Esperaram anoitecer e as pessoas pararem de caminhar em volta do Parque. Aquela era a hora, o portão estava destrancado, acharam estranho, mas adentraram com seus porretes e fitas adesivas para amordaçá-lo, carregavam fortes rancores. Para a surpresa não havia casa, a parede que se enxergava de fora inexplicavelmente não existia do lado de dentro. O quintal era estreito e uma luz brilhava longe, eles seguiram, o rancor abundava, a noite caminhava com eles numa escuridão medonha, a lua escondeu-se atrás de uma nuvem negra e por lá ficou. O cansaço chegava, eles seguiam em frente, ás vezes tossia, outras vezes bufavam sem se darem conta de que muitas horas se passavam naquela caminhada. Entraram por um caminho que chegava até uma mata, passaram sobre uma ponte, eram cinco velhos no inicio da invasão, naquela altura eram apenas quatro, sem que eles percebessem. Um galo cantou e o apito do trem soou a frente deles, entraram sem perceberem que era apenas três, o trem andou durante algumas horas, parando em frente uma gruta, desceram apenas dois, pessoas rezavam no interior da gruta segurando velas apagadas, mas eles não pararam, no final da gruta apenas um dos velhos seguia caminhando, Um sapo gigantesco batia asas em uma espécie de ponto de ônibus, sua boca imensa estava aberta e as pessoas eram puxadas pela sua língua gosmenta, o ultimo dos velhos ia junto. O sapo voou durante toda a madrugada, no seu interior o velho escritor olhava para o velho sobrevivente e balançava a cabeça como se concordasse com alguma coisa. Um jornal da cidade publicou dias depois fotos daqueles velhos que estavam sempre naquela praça. O caso intrigava a policia, até aquele momento não havia pistas. O gari e o entregador de cartas bebiam em um bar, o papo era o desaparecimento dos velhos.
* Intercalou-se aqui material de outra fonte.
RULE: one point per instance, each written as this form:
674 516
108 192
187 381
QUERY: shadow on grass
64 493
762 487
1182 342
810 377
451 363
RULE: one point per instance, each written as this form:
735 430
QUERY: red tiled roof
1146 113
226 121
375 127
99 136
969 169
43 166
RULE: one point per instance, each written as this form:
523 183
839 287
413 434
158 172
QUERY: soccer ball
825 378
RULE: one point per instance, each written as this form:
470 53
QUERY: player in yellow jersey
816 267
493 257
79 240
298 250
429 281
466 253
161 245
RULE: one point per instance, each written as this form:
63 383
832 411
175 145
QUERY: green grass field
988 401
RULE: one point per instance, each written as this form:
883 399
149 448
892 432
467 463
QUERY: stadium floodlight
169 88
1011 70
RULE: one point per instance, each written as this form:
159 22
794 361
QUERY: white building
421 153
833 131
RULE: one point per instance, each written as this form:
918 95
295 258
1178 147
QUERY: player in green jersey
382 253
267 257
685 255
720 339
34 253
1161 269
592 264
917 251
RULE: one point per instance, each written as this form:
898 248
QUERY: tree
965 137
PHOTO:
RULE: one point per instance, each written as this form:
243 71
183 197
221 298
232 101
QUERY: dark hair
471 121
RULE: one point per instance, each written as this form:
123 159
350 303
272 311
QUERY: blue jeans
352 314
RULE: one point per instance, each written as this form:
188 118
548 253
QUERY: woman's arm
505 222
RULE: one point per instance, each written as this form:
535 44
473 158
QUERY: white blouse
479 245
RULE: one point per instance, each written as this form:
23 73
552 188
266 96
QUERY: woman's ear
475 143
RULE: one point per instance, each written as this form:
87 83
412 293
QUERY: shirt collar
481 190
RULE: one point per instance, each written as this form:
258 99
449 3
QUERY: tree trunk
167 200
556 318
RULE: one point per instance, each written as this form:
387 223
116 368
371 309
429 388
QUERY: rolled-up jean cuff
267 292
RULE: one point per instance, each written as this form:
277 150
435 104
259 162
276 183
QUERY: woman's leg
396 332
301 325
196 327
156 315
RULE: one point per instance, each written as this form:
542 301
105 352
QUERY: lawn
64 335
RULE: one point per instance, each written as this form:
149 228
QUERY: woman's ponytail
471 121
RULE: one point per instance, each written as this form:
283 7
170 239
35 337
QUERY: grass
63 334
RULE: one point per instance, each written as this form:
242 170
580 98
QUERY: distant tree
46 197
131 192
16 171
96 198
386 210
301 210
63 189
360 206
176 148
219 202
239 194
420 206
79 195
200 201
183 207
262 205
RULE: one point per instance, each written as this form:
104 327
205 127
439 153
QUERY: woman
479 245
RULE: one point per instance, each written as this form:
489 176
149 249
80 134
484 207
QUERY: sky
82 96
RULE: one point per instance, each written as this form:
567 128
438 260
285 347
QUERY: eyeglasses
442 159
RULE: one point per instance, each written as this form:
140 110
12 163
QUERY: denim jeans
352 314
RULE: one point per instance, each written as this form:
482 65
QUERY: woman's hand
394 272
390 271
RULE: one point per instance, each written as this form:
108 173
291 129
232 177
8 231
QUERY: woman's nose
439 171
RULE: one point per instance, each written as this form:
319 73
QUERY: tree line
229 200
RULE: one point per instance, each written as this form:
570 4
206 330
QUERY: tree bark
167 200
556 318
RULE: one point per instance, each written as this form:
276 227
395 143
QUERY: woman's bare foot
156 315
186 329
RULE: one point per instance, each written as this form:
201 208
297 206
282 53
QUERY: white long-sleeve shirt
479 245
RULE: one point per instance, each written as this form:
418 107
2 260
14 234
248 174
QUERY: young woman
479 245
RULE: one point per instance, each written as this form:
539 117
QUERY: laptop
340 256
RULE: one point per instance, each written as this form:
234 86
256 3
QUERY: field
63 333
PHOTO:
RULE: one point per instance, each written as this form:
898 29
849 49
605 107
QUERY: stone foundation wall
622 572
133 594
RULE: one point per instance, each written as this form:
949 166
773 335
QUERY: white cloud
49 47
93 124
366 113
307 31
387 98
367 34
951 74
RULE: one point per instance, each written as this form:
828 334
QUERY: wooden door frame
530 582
— Quem devia ter sumido era aquele infeliz que fica rabiscando a manhã inteira! – Falou o gari mastigando amendoim.

— E a tarde também! – Completou o entregador de cartas que estava ao lado.

Os dois descobriram que tinham alguma coisa em comum. O sentimento de vingança igualmente pulsava em ambos. Cochichavam, pediam mais bebidas, alguém disse matar. Saíram cambaleando, passava da meia-noite, a lua havia se escondido atrás de uma nuvem negra. A noite era escura, aqueles dois tinham em comum o sentimento de vingança, arrancariam a voz do velho a socos e outros formas violentas de se fazer as suas justiças. Um cãozinho solitário rasgava uma sacola de lixo, as sombras dos homens se espichavam na rua. O portão estava destrancado, não lhes causaram surpresa, pois o álcool deixa as coisas naturais na cabeça do ébrio, nem perceberam que a parede que se via de fora era só ilusão de óptica. Andaram durante algumas horas até chegar a um rio, um barqueiro aguardava quem quisesse fazer a travessia, o pagamento era uma moeda. Pela ação do álcool, acharam normal que o barqueiro estivesse com o rosto coberto.

— Qual o nome de vocês? – Perguntou o barqueiro com a voz arrastada como se faltasse o fôlego.

— Prazer o meu é Caronte, espero que seja inesquecível a viagem. – Concluiu o barqueiro postando-se de pé e começando a remar.